Africa’s creative industries have grown rapidly in recent years as their music, films and fashion increasingly attract global audiences.
The United Nations Conference on Trade and Development defines creative industries as encompassing a broad spectrum of fields: arts and crafts; audiovisual media (film and television); design (architecture and fashion); new media (video games); performing arts (musical instruments); publishing (books, newspapers); and fine arts (photosculpture).
Cultural industries are increasingly intertwined with and dependent on technology and innovation. A striking example is Africarare, the first South African metaverse, which debuted in October 2021. According to reports, Africarare includes a digital world called Ubuntuland that offers an immersive virtual reality experience that includes an art marketplace for non-fungible tokens.
Another example shows how technologies from the creative industries can be applied in other areas. Mobihealth – a Nigerian subsidiary of an international telemedicine company – is launching kiosks using virtual reality technology to provide primary health care to underserved Africans, capitalizing on a niche in the market.
Data from the United Nations Conference on Trade and Development (UNCTAD) shows that the global creative market is booming. Between 2010 and 2020, global exports of creative goods increased from US$419 billion to US$524 billion. Creative services — advertising, market research, engineering, design, and other creative services — grew even more, from $487 million to $1.1 billion over the same period.
UNCTAD believes that technological advances related to the fourth industrial revolution can further fuel the growth of the sector. These innovations include 3D, artificial intelligence, augmented and virtual reality, and the Internet of Things.
African countries and companies are not yet fully embracing these technologies, partly due to a weak regulatory environment and low investment in digital infrastructure. The African Development Bank estimates that annual spending of US$9 billion will be required through 2030 to close the infrastructure gap.
Priority investment areas include cloud and data center and broadband infrastructure; digital services, including agritech and health technology; training and human capital in the form of entrepreneurship and start-ups; and strengthening the regulatory environment.
This is where the Africa Investment Forum comes in. An initiative of the African Development Bank and seven partners, the Forum focuses on private sector financing for transformative projects with development impact across Africa.
The Africa Investment Forum is prioritizing sectors that can help African economies stave off the triple challenges linked to the ongoing impact of Covid-19, Russia’s war in Ukraine which has led to soaring food and fuel prices, and climate change are.
The Africa Investment Forum will be Market days 2022 in Abidjan, Ivory Coast, from 02nd to 4th November. The creative industries will be a priority sector, with fashion, film and textile projects expected. Transactions in digital and communications infrastructure – a crucial component of the emerging creative industries – are also likely to be represented.
Recognizing the important economic and cultural value of the creative industries, the Africa Investment Forum’s partner institutions have launched specific initiatives to support the creative industries.
In 2020, Afreximbank announced a $500 million fund to support the creative industries to provide lines of credit to banks as well as direct funding to operators.
And in late 2021, the African Development Bank provided a $170 million loan to digital and creative businesses in Nigeria. The bank has also launched Fashionomics, a flagship initiative to support the growth of African micro, small and medium-sized enterprises in the creative industries, particularly in fashion.
The Africa Investment Forum also relies on the convening power of its eight members to generate knowledge and research to help governments implement key regulatory reforms and build institutions to support private sector investment.
Market Days 2022 will also feature deals in the energy, transportation, infrastructure and agribusiness sectors, as well as transactions that significantly benefit women.
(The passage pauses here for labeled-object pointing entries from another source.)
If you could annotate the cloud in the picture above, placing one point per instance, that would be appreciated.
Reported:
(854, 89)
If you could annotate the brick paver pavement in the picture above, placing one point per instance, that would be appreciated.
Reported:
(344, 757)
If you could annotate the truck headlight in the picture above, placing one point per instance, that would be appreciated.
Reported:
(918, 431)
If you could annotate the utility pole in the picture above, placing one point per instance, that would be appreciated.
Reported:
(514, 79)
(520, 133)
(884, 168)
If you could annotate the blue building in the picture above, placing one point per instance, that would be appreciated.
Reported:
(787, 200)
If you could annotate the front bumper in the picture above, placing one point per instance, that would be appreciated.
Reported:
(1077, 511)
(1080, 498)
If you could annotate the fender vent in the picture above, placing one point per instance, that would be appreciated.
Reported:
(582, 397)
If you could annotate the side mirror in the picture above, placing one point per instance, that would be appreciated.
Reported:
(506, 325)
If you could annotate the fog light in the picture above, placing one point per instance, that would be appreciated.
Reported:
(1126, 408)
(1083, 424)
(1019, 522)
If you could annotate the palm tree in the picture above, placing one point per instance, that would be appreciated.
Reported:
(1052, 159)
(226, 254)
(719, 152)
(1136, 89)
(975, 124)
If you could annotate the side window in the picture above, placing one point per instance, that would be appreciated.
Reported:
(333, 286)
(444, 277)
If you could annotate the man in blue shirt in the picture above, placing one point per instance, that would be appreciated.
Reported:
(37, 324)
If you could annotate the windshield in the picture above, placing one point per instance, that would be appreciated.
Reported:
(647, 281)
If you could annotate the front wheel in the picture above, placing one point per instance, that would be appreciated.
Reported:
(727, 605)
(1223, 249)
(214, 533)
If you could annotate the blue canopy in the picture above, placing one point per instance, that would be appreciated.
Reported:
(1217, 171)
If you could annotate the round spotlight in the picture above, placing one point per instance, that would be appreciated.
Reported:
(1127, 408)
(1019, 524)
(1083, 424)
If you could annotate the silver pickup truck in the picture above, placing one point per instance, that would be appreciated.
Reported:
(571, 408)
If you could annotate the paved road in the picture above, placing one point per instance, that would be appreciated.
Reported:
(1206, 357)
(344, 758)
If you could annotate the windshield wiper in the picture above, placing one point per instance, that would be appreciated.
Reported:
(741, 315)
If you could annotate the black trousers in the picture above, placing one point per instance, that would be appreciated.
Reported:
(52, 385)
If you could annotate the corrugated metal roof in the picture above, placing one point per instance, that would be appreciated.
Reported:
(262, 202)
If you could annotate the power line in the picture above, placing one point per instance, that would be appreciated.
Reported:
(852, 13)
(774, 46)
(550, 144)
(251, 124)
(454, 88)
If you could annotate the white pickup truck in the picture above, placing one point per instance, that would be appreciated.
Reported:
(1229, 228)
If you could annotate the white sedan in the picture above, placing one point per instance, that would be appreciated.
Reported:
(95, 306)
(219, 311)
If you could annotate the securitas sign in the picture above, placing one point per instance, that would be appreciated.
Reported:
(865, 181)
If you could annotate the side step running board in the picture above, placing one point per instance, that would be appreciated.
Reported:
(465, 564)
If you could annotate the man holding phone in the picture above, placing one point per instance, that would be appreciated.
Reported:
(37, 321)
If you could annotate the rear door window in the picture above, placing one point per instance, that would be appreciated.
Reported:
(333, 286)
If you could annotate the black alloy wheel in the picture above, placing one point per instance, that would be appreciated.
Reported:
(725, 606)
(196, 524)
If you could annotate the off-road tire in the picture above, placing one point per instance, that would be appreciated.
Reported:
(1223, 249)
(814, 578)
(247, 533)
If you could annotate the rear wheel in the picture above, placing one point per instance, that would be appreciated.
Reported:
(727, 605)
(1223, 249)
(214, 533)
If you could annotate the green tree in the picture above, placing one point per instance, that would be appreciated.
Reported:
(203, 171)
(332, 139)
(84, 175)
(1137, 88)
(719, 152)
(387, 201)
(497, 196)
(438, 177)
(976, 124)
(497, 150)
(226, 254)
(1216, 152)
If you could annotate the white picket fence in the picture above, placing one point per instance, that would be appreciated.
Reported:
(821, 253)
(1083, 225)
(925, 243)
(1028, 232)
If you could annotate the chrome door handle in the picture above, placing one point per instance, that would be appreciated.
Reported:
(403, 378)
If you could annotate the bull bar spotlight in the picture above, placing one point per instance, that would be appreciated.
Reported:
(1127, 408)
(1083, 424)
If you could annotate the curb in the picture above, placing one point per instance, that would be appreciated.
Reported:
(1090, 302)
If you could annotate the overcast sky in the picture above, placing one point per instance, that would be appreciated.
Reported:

The transactions will come from the investment pipelines of the eight founding partners of the platform. They are the African Development Bank, Africa 50; the Africa Finance Corporation; the African Export-Import Bank; the Southern Africa Development Bank; the Trade and Development Bank; the European Investment Bank; and the Islamic Development Bank.
Since its inception in 2018, the Africa Investment Forum platform has mobilized over $100 billion in investment interests.